Hataraku Maou-sama! (NL)

Volumen 7

Capítulo 3: El Rey Demonio Y La Héroe Compran Un Futón Juntos

Parte 5

 

 

— ¡Ah~ que agotador, oye!

—…..




Incluso si ya eran las seis de la tarde, el cielo del atardecer de verano aún era brillante.

Maou, quien se bajó en la estación Sasazuka bostezó ampliamente y murmuró con suavidad.

En cuanto a Alas=Ramus, ella estaba durmiendo plácidamente en los brazos de Emi.

Tras almorzar, accidentalmente olvidaron su propósito original, Alas=Ramus, quien jugó en el las instalaciones de ocio del parque hasta cansarse, se quedó dormida de inmediato una vez que tomaron el tren de regreso a casa.

Incluso si había viento soplando en la ribera, este no cambió la realidad de tener un picnic bajo el sol, Maou y Emi, quienes estaban muy cansados, abordaron varios trenes en las estaciones y volvieron a Sasazuka.




— Huh, bueno Emi, lo siento, ¿te molestaría que llevases los catálogos de futones a la casa? Tengo que explicarle la situación a Ashiya.

— ………..

Emi pudo haber cambiado de trenes en la estación Meidaimae en el camino y volver a casa.

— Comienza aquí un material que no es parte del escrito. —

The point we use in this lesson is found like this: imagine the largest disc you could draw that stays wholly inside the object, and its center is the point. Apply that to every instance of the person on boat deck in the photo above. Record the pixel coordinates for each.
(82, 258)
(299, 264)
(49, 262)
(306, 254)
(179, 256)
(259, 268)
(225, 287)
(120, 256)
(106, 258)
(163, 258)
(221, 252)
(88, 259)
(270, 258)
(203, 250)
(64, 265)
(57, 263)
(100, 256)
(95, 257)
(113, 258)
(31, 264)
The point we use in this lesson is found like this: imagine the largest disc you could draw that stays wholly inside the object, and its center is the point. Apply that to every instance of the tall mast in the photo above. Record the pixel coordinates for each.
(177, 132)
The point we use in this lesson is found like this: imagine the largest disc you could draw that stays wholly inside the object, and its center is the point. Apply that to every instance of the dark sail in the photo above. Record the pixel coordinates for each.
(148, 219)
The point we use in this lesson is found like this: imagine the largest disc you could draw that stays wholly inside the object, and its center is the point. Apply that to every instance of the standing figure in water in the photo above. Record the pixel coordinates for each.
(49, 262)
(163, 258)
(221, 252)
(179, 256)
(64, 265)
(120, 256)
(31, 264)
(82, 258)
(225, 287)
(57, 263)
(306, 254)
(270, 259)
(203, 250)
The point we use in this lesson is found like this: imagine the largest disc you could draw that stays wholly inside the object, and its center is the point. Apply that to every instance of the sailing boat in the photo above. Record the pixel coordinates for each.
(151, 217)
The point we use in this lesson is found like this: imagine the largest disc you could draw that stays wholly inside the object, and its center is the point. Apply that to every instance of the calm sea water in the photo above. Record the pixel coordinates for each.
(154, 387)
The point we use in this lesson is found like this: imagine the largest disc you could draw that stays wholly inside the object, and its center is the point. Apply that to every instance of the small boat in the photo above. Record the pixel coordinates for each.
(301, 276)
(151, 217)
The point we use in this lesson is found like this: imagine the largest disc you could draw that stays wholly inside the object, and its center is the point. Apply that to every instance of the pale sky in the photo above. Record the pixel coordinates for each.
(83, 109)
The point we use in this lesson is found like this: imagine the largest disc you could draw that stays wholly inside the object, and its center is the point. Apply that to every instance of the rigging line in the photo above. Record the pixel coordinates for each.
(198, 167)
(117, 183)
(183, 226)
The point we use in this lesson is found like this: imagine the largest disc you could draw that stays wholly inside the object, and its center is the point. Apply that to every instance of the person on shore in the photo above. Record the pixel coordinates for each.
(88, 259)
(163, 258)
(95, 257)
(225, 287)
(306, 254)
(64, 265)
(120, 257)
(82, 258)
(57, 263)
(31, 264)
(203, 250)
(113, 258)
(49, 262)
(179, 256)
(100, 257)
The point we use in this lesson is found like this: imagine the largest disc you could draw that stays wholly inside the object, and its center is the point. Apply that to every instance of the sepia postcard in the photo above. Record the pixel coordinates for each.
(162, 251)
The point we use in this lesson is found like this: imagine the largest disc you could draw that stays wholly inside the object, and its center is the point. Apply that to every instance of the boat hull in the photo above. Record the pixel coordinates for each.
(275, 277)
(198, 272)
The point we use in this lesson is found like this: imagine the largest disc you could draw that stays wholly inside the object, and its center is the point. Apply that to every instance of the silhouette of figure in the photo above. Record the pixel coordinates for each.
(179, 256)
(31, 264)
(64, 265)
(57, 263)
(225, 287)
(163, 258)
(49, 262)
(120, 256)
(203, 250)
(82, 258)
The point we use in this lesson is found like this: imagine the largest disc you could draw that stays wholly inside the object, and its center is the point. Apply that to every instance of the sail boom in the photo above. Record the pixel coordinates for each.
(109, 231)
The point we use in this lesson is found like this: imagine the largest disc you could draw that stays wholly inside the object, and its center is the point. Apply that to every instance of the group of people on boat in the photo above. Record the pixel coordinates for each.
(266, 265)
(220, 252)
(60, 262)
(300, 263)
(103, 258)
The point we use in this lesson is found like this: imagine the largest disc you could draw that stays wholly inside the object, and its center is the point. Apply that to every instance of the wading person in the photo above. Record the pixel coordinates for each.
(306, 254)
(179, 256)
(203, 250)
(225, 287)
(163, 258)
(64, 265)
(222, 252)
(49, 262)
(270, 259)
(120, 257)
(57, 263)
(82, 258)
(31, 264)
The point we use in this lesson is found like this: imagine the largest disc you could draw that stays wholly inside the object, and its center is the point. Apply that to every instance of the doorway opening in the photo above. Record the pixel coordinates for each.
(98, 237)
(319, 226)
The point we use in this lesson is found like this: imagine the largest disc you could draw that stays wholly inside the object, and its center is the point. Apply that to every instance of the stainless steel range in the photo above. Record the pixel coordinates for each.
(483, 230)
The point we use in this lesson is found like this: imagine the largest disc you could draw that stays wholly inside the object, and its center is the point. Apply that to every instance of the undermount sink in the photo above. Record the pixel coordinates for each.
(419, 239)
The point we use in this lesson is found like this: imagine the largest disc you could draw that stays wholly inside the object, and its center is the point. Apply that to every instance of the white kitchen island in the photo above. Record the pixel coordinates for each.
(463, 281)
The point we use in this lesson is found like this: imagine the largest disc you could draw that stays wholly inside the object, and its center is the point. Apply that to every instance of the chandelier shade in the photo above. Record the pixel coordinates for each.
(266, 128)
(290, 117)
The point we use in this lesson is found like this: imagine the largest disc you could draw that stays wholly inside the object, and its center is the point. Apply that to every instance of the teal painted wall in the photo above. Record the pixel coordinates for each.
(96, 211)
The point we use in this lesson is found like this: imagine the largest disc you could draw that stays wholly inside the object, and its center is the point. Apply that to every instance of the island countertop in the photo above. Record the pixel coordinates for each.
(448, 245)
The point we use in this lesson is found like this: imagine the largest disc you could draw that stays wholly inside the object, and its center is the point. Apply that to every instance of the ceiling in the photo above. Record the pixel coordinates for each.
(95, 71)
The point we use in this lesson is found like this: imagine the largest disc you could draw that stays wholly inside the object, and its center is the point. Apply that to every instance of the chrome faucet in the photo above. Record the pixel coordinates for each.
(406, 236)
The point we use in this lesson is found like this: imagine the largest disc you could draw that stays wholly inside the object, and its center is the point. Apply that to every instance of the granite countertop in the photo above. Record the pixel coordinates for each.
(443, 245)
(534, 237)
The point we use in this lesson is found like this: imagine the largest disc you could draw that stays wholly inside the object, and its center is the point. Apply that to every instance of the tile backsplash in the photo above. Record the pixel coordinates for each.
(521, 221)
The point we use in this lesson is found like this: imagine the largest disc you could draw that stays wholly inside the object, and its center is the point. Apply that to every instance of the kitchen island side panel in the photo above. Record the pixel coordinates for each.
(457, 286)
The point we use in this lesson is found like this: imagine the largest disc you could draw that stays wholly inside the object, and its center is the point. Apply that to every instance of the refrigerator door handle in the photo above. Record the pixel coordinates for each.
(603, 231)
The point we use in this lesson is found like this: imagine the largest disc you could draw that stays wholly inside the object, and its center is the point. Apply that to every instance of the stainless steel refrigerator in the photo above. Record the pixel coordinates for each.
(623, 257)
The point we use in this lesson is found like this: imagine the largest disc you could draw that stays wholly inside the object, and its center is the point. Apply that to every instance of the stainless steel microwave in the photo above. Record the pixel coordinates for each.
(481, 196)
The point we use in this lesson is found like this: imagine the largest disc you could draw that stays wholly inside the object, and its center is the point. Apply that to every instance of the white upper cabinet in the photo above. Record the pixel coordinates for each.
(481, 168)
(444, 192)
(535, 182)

Pero como Maou le pidió algo a ella, no tuvo más opción que ir a Sasazuka.

Al final, ambos en la estación Seiseki-sakuragaoka, incapaces de elegir que futón comprar para Alas=Ramus, tras pensarlo, eligieron el set de futón caro del principio, sin embargo, ya que ambos compartieron costos, Maou dijo que si no lo consultaba primero con Ashiya, cosas terribles podría suceder luego.

Incluso si ella no podía tolerar a ese Rey Demonio que tenía que ir con la disposición de sus subordinados incluso cuando comprara cosas, como Emi originalmente no planeaba tomar una decisión inmediata, ella aceptó que hubiese necesidad de discutirlo.

Pero en el tren de regreso, Maou estaba tan cansado que se quedó dormido.

Y ya que Maou se despertó en Sasazuka, el humor de Emi estaba tan malo, que le hizo importarle demasiado.

Después de todo, sin importar lo que Maou dijera, Emi no reaccionaba en lo absoluto.

— Oye, tu rostro está muy rojo. ¿No me digas que olvidaste aplicarte el bloqueador solar?

Maou miró casualmente y descubrió que debajo de los rayos blancos del sol poniente de verano, su rostro estaba un poco rojo, sin saber por qué.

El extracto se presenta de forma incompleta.